Okay no problem, I’ll leave this open to until you get a chance to test ;; Lee

On Thu, Apr 26, 2018, at 9:00 AM, Daniel Hines wrote:

@dakrone, thank you for making that change, I don't want this thread to> die, but I'm tied up with another project atm. I'll test this out as soon as I can to confirm it's working.

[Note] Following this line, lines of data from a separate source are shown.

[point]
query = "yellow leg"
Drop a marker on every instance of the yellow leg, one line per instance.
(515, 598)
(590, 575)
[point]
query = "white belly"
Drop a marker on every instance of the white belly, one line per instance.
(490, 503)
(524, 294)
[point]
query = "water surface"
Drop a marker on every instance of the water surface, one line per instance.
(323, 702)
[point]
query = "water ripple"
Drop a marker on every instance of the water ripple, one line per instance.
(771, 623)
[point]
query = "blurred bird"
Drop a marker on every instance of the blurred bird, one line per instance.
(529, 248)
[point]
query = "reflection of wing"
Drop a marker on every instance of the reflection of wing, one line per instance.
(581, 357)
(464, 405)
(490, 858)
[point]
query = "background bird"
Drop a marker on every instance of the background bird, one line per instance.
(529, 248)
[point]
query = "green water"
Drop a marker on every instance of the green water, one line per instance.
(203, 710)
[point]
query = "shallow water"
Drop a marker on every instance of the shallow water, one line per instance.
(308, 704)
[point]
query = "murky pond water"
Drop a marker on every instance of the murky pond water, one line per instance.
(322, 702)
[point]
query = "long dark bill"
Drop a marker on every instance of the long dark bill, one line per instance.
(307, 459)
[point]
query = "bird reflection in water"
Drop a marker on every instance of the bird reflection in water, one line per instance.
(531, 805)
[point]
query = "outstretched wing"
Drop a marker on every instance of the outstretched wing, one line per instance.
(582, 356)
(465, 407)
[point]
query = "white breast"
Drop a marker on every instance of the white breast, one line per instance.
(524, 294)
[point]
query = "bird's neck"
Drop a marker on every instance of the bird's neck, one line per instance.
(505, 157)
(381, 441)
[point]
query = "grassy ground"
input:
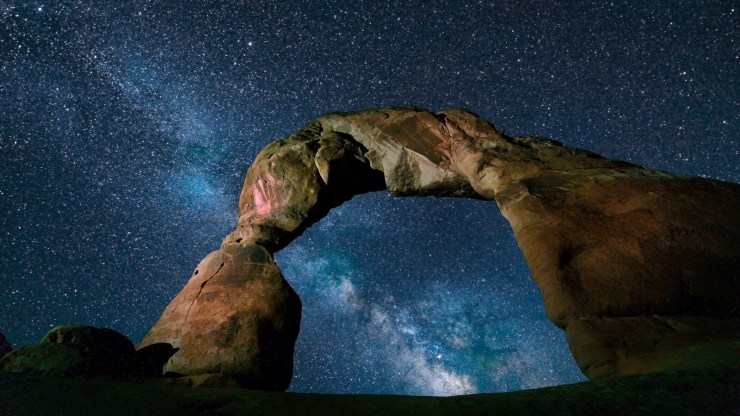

-- You are receiving this because you were mentioned. Reply to this email directly or view it on GitHub: https://github.com/dakrone/clj-http/issues/409#issuecomment-384672819

[d4hines]

@dakrone, I've tested it and it's definitely working. I also have the debug logs for you. Dumb question: how do I scrub these in a way that's safe to post to the internet? I'm not sure how NTLM headers work, but I assume I should redact them from the log. Anything else?

[d4hines]

@dakrone, in addition to the question above, I'm also wondering how I should go about writing a higher -level API library that involves NTLM. For example, say someone wants to use the high-level functions do-something and do-something-else from my library. Should I make them call with-connection-pool like so:

(def config {:ntlm-auth ["user" "password" nil nil]})
(client/with-connection-pool {}
    (lib/do-something config)
    (lib/do-something-else config))

I supppose I could write a macro that called yours under the hood and eliminated the need to pass the options every time:

(lib/using-credentials {:ntlm-auth ["user" "password" nil nil]}
    (lib/do-something config)
    (lib/do-something-else config))

Or would it be better to take over with-connection-pool's job like so:

;; Inject opts somehow (stuartsierra/component, etc.)
(def nltm-conn (conn/make-reuseable-async-conn-manager opts))
(defn do-something []
  (binding [conn/*async-connection-manager* ntlm-conn]
 ;; Make the api calls, etc...

Thoughts? Many thanks.

Edit

After seeing this answer and comments on SO, I'm going to assume that conn/*async-connection-manager* was meant to be overridden by me as a user of clj-http, and thus the third option is probably best.